Pixel-level feature attributions are an important tool in eXplainable AI for Computer Vision (XCV), providing visual insights into how image features influence model predictions. The Owen formula for hierarchical Shapley values has been widely used to interpret machine learning (ML) models and their learned representations. However, existing hierarchical Shapley approaches do not exploit the multiscale structure of image data, leading to slow convergence and weak alignment with the actual morphological features. Moreover, no prior Shapley method has leveraged data-aware hierarchies for Computer Vision tasks, leaving a gap in model interpretability of structured visual data. To address this, this paper introduces ShapBPT, a novel data-aware XCV method based on the hierarchical Shapley formula.

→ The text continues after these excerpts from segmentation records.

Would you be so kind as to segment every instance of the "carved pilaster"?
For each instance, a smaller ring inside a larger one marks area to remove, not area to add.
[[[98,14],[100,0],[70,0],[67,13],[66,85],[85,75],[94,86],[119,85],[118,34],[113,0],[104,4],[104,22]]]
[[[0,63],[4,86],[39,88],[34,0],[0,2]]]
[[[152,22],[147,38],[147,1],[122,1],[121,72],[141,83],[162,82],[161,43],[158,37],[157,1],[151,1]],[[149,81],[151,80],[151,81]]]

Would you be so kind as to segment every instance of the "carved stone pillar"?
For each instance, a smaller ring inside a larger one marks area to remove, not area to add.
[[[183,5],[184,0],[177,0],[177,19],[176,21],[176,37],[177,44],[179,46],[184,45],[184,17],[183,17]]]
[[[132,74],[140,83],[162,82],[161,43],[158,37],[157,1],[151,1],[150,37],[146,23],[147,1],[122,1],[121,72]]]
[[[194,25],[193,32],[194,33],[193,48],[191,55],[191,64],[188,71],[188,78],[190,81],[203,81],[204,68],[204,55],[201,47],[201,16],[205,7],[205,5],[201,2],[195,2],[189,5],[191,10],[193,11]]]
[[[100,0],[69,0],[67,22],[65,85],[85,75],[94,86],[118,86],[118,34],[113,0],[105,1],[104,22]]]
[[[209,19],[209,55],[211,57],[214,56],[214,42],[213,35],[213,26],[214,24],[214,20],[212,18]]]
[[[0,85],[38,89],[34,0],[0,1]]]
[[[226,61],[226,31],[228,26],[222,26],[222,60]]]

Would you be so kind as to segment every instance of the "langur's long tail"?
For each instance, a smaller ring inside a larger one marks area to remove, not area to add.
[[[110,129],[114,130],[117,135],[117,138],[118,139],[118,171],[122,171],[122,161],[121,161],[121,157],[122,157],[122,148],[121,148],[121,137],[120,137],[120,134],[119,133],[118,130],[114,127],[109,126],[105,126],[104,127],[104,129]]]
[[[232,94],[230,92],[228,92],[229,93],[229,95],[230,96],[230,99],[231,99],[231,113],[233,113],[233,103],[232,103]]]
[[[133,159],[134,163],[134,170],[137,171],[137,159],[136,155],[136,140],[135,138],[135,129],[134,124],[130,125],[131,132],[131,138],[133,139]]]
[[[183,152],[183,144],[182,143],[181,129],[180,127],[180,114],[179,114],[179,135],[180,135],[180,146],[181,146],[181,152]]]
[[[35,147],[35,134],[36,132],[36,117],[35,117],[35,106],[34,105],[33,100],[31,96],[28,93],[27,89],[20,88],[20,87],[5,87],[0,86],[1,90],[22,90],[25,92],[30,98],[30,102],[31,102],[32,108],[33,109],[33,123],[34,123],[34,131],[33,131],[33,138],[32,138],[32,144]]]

ShapBPT assigns Shapley coefficients to a multiscale hierarchical structure tailored for images, the Binary Partition Tree (BPT). By using this data-aware hierarchical partitioning, ShapBPT ensures that feature attributions align with intrinsic image morphology, effectively prioritizing relevant regions while reducing computational overhead. This advancement connects hierarchical Shapley methods with image data, providing a more efficient and semantically meaningful approach to visual interpretability. Experimental results confirm ShapBPT’s effectiveness, demonstrating superior alignment with image structures and improved efficiency over existing XCV methods, and a 20-subject user study confirming that ShapBPT explanations are preferred by humans.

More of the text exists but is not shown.